Wednesday, November 15, 2017

Another step closer

Another meeting today at Massimo's office, this time with Signore M., the father of the woman who's selling the apartment, and the son of the man who used to own the whole building. Luckily Pam was there, too, since the discussion went into great detail about all kinds of small but important details that we could barely understand when she explained them to us in English. The idea that we'd ever be able to buy a house in Italy without a trustworthy, cheerful, insanely helpful friend-cum-translator at our elbow every step of the way...I shudder to think of what a hash we would have made of it. My gratitude to Pam and Romano knows no bounds.

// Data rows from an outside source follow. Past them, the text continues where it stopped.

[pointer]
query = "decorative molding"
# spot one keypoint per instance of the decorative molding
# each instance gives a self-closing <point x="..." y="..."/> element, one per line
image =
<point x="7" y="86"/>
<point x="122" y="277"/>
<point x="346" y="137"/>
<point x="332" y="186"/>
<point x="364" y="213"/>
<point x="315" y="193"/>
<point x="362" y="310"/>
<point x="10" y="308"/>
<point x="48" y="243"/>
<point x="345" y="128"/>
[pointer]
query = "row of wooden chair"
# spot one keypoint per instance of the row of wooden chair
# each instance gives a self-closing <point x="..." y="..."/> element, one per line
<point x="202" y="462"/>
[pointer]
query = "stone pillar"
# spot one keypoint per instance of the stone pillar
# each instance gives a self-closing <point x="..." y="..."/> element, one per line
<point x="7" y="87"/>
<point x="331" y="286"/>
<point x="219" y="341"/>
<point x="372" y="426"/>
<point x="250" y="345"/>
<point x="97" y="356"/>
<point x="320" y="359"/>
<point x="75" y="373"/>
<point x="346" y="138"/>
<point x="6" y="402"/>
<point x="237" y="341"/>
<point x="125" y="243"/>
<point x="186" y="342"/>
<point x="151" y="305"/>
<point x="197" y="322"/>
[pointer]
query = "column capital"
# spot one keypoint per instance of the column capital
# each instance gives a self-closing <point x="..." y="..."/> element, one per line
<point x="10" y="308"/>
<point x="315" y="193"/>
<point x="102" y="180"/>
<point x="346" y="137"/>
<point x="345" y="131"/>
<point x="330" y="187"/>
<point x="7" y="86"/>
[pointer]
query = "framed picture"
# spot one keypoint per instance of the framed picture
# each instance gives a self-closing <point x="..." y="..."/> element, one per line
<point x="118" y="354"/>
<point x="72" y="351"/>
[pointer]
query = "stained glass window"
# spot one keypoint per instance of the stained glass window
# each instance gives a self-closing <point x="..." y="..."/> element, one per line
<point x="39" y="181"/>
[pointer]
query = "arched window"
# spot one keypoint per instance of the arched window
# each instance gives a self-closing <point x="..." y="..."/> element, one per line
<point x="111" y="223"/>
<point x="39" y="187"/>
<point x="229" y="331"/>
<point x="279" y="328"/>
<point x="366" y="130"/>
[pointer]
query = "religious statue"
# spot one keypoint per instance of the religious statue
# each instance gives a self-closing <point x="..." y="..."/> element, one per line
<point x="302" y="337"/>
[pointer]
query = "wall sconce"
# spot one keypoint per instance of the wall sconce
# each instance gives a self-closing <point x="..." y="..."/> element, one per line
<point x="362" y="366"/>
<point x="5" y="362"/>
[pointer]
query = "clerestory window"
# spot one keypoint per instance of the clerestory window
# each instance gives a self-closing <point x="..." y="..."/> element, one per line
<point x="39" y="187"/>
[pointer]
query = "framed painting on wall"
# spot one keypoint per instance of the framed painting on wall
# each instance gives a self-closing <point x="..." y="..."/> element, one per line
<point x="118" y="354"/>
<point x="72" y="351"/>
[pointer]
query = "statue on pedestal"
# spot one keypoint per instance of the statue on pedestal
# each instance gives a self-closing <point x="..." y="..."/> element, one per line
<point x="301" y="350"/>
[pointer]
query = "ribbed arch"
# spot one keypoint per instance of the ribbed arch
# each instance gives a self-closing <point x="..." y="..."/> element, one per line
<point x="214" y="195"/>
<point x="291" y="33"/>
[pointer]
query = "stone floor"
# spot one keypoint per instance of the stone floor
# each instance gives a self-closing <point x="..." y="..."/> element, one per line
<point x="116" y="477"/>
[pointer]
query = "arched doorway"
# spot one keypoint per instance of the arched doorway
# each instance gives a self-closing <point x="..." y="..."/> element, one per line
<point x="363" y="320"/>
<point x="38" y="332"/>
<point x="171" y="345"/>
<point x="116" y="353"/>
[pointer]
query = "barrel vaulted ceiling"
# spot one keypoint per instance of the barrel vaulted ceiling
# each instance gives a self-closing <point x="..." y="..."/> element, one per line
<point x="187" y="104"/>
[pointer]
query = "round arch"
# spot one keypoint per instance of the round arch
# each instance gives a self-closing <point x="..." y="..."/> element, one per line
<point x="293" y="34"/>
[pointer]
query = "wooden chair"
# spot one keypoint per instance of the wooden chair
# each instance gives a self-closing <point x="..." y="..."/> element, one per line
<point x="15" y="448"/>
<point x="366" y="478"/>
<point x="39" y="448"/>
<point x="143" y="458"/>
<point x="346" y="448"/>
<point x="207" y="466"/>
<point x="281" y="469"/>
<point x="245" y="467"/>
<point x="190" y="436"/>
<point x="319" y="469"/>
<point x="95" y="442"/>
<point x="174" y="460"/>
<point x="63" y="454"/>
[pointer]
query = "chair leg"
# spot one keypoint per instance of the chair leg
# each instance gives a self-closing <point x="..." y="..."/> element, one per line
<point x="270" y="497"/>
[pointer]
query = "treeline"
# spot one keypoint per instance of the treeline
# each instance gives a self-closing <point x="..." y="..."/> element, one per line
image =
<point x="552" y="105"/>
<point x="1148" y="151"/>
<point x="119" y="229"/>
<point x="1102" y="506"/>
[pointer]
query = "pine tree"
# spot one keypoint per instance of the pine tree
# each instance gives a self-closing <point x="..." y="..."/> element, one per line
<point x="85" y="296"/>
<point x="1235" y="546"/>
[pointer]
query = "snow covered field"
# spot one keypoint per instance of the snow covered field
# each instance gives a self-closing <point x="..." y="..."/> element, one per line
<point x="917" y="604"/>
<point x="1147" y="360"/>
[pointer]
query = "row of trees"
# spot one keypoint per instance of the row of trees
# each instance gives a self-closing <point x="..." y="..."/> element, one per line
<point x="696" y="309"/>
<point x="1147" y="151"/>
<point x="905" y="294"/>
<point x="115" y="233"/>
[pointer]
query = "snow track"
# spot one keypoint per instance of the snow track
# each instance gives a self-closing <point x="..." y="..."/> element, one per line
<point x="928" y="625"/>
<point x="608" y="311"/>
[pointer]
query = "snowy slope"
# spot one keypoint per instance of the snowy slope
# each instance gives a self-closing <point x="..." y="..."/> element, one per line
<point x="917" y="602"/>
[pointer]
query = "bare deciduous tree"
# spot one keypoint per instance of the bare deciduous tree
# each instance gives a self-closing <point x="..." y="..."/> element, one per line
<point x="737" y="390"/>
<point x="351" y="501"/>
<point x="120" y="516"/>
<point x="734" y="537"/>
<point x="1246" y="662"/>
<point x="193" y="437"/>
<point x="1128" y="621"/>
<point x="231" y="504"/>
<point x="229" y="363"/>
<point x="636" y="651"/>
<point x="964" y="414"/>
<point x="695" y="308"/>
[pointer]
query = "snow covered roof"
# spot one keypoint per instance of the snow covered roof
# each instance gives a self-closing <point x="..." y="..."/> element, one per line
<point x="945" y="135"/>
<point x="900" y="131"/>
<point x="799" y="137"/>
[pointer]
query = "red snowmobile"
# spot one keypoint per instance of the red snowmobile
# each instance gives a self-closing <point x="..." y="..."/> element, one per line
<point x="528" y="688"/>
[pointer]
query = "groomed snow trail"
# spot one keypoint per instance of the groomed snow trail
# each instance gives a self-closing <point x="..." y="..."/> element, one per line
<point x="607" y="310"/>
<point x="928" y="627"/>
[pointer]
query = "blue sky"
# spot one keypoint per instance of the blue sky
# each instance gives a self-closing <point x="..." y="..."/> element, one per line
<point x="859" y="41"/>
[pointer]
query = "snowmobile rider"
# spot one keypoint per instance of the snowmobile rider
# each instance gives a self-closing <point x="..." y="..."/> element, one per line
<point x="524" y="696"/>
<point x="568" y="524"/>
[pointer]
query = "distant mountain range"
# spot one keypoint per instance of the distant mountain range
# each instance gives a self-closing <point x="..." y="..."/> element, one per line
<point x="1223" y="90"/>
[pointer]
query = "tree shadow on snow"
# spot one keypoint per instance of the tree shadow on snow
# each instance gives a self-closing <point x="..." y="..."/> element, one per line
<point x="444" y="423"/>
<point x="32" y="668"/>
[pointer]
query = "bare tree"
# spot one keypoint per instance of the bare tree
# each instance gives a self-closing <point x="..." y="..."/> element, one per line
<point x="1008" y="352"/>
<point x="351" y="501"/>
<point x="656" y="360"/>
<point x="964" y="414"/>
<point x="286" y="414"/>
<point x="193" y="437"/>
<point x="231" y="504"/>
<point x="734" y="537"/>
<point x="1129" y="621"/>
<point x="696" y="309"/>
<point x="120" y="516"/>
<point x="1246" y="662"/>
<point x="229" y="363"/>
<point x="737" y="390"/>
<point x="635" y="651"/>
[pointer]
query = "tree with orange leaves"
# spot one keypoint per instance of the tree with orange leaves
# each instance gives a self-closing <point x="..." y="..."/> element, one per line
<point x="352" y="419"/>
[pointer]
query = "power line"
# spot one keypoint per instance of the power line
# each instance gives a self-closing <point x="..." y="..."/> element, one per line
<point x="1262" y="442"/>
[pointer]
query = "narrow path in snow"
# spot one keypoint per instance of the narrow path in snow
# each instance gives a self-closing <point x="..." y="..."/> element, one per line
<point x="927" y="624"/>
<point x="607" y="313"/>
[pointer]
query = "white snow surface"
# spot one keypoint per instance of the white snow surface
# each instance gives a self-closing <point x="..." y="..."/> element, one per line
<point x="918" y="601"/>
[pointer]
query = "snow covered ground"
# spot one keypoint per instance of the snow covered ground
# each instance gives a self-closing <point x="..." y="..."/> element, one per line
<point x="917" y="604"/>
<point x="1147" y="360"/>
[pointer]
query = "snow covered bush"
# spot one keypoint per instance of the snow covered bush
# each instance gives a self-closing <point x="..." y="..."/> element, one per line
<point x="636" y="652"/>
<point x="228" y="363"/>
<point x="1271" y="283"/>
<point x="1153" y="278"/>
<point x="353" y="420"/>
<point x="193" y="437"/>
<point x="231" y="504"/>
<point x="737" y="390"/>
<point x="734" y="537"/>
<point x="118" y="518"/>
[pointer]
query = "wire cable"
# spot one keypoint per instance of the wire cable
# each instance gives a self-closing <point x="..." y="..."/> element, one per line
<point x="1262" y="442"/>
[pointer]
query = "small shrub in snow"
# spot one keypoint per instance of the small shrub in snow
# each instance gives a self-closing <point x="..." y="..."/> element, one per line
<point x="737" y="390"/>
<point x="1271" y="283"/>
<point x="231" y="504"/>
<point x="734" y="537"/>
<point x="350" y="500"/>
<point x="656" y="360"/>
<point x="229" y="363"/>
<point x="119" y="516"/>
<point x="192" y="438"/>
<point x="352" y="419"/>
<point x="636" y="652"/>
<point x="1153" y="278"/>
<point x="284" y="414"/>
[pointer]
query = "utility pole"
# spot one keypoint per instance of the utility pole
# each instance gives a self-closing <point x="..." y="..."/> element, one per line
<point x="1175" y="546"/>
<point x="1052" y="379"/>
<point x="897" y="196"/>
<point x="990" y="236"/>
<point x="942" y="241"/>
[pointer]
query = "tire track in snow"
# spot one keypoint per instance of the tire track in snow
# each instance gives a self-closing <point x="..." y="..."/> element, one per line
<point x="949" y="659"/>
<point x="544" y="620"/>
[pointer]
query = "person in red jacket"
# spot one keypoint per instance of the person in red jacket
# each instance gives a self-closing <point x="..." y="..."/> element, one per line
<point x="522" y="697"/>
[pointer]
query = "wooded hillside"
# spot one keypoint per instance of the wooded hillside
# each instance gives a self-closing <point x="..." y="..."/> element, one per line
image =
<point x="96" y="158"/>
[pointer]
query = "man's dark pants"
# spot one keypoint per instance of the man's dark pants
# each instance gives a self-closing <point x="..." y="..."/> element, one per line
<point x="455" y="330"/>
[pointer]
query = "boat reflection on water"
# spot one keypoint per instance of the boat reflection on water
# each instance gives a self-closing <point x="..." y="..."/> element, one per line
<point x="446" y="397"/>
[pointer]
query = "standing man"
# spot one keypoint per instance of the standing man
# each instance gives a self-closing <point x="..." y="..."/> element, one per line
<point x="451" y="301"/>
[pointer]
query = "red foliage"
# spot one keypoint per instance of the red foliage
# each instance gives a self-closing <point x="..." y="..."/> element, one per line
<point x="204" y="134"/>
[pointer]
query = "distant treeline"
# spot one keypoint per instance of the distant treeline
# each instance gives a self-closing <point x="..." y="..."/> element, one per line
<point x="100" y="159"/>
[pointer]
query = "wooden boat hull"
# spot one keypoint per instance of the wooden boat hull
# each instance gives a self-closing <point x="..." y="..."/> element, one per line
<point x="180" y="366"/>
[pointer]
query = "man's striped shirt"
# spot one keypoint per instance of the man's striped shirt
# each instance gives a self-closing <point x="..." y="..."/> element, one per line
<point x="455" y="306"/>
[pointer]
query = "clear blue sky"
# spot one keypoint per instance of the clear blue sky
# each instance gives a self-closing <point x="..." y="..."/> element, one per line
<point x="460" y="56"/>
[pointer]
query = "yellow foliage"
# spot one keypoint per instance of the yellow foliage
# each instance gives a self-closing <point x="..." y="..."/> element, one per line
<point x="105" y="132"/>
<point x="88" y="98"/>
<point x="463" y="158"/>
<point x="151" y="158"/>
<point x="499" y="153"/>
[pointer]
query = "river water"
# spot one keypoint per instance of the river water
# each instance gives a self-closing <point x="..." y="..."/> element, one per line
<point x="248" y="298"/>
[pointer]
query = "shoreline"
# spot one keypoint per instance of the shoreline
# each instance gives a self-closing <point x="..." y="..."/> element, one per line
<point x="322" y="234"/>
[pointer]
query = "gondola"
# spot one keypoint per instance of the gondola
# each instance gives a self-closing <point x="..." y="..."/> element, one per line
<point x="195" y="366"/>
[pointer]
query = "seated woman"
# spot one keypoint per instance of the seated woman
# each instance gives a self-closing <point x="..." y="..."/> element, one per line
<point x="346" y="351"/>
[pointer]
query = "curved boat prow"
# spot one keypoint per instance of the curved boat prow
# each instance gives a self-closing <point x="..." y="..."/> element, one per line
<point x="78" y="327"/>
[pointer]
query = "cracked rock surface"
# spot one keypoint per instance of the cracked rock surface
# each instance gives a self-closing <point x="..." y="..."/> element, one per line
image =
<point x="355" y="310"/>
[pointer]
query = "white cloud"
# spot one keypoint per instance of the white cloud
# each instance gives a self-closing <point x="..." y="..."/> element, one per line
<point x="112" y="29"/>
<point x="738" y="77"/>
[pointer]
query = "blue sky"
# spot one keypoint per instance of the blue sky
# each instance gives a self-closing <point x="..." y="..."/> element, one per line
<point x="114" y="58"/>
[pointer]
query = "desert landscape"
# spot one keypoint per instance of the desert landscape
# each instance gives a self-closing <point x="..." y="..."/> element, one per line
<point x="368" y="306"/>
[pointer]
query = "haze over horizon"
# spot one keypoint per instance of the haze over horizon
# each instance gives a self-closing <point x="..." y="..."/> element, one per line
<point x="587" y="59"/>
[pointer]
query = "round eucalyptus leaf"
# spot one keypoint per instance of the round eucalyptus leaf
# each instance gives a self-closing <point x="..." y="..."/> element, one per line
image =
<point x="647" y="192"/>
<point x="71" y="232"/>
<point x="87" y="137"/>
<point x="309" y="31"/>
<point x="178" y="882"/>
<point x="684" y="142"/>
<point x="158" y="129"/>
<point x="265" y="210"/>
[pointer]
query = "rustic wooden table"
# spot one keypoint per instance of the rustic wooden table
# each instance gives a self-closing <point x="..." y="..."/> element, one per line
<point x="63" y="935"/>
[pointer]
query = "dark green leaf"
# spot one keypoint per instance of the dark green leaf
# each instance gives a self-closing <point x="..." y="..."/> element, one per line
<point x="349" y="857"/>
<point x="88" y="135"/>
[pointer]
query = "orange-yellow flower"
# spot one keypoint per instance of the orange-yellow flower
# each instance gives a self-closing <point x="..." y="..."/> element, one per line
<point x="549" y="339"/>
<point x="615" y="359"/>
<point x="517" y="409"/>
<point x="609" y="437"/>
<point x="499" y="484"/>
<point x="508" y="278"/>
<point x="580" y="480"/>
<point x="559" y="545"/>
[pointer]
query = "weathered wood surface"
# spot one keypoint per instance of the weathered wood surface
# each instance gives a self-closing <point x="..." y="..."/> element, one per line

Here are Massimo and Signore M. I am developing a bit of a crush on Massimo. Perhaps it's all that indifference, always catnip to the ladies. And all that machismo--how butch do you have to be to wear those lady-glasses?

There seem to be three stages of documentation in Italian real estate transactions, or at least this one. Step one is a contract where the buyer and seller agree on a price and a timeline. We did that when we first arrived, except that the seller, who lives in Ireland, took several days to sign her side of the document and email it back. Whether this is her fault, Massimo's, or the internet's now no longer matters.

Today we completed the second step, the compromesso, which as far as I can see duplicates the first thing we signed, but with more ceremony. The entire document had to be read aloud to the assembled group, with Pam translating for us everything that wasn't obvious boilerplate, and then multiple signatures had to be inscribed.

The town's photocopying machine is still broken, Massimo reported, and somehow they also haven't managed to get to the copy shop a few blocks away from City Hall to make copies there. What exactly these copies are for remains vague, and in any case Massimo is confident that we can go ahead to stage three, the final closing, as early as next week, no matter what's going on with the Fidenza bureaucracy. Since everything else has been moving along, perhaps he's right.

The highlight of today's gathering was meeting Signore M., who is a good person to know because he is familiar with the full history of the building and will moreover be our neighbor--he lives in the apartment behind the one we're buying, whose windows look into our kitchen. Thankfully he turns out to be a very nice man, and an old Fidenzan whom Romano has known forever. Pam, who'd initially been a bit dubious about some of the odder aspects of this transaction, now feels very at ease, and so do we.

Woot!
After we handed over a deposit for Massimo to hold in trust, Signore M. gave us two sets of keys, permission to turn on the electricity, water, and gas, and a quick tour of the apartment's various locks and meters. We are almost home, figuratively, and literally already in.

After taking Pam out to lunch, Danny and I spent much of the afternoon taking more measurements in the apartment and fantasizing about what might go where.

I am no longer worried about whether the sale will fall apart; now I am worrying about how we are going to fill all these rooms.

Tomorrow we meet with the notary, who is going to help us give Pam a proxy so that she can complete the sale on our behalf if things don't get resolved before we head back to the land that the Italians call "Ooo-zah." (That's "USA" to you.) We still have to put up the money, though; there are apparently some limits to Pam's eagerness to help.